For almost three years now, content creators who want to make money from videos including recording Nintendo games have to go through heavy approval and content requirements from the Nintendo Creators Program, which also gives Nintendo a 30 percent discount on any advertising revenue. Today, Nintendo announced it would stop the program at the end of the year, supporting a new set of "ground rules" for video creators. If the rule is followed, Nintendo now says, "we will not object to the use of game footage and / or screenshots taken from games that Nintendo has the copyright to."
This guide, as written, encourages content creators to use Nintendo's content in videos with "that includes your creative input and comments." Direct video, without editing from the recording of Nintendo games without such additional content "is not permitted," Nintendo said, unless they were shared through "system features, such as the Capture Button on the Nintendo Switch."

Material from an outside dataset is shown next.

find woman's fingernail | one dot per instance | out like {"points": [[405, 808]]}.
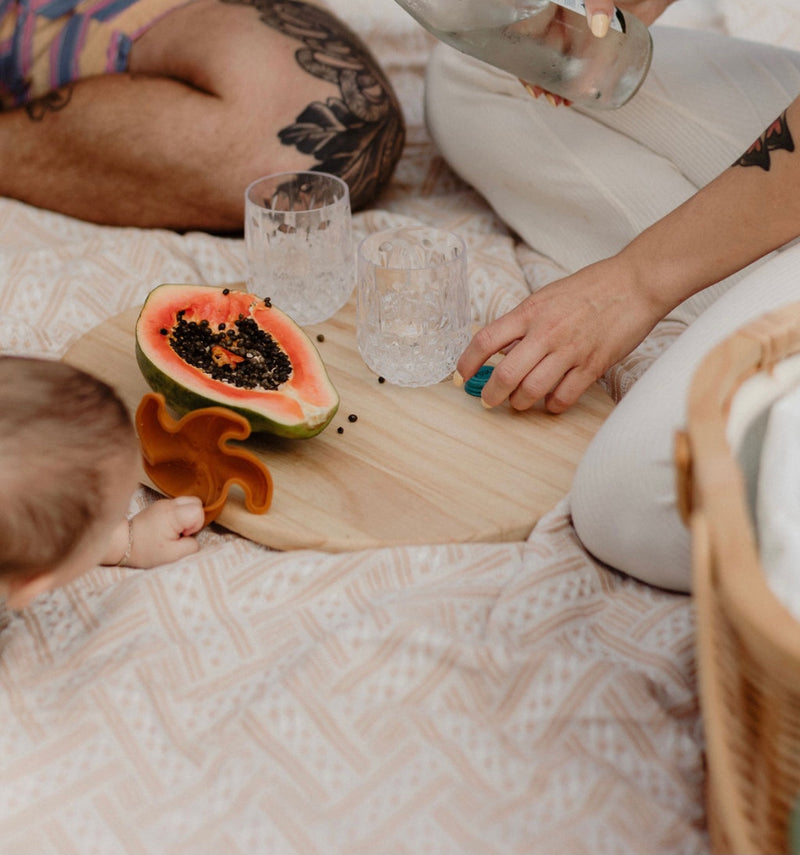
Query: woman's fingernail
{"points": [[599, 23]]}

That is a requirement that can affect the popular genre of YouTube's longplays, which capture hours of live gameplay recordings for countless games.
In addition, Nintendo said that video makers can only monetize this video through a number of official partner programs on several platforms, including YouTube, Twitter, Twitch, and Facebook. Other forms of monetization, such as third-party advertisements or authorization schemes, are not permitted according to the guidelines.
Nintendo also says it has the right to delete content that includes unreleased games (as we saw recently, widespread Smash Bros. Ultimate leak) or that "features Nintendo pirated software." This last guide might appeal to fast runners and other retro game enthusiasts who often use carts full of ROM files to stream their games.
"We value and encourage continued support from content creators, and thank them for their dedication to helping us create a smile."
While it's good to see Nintendo loosen its iron grip on how the game is shared online, the new guidelines are still far stricter than some competitors. Microsoft's rules for Xbox video content, for example, are less strict about the rules of video content and monetization methods.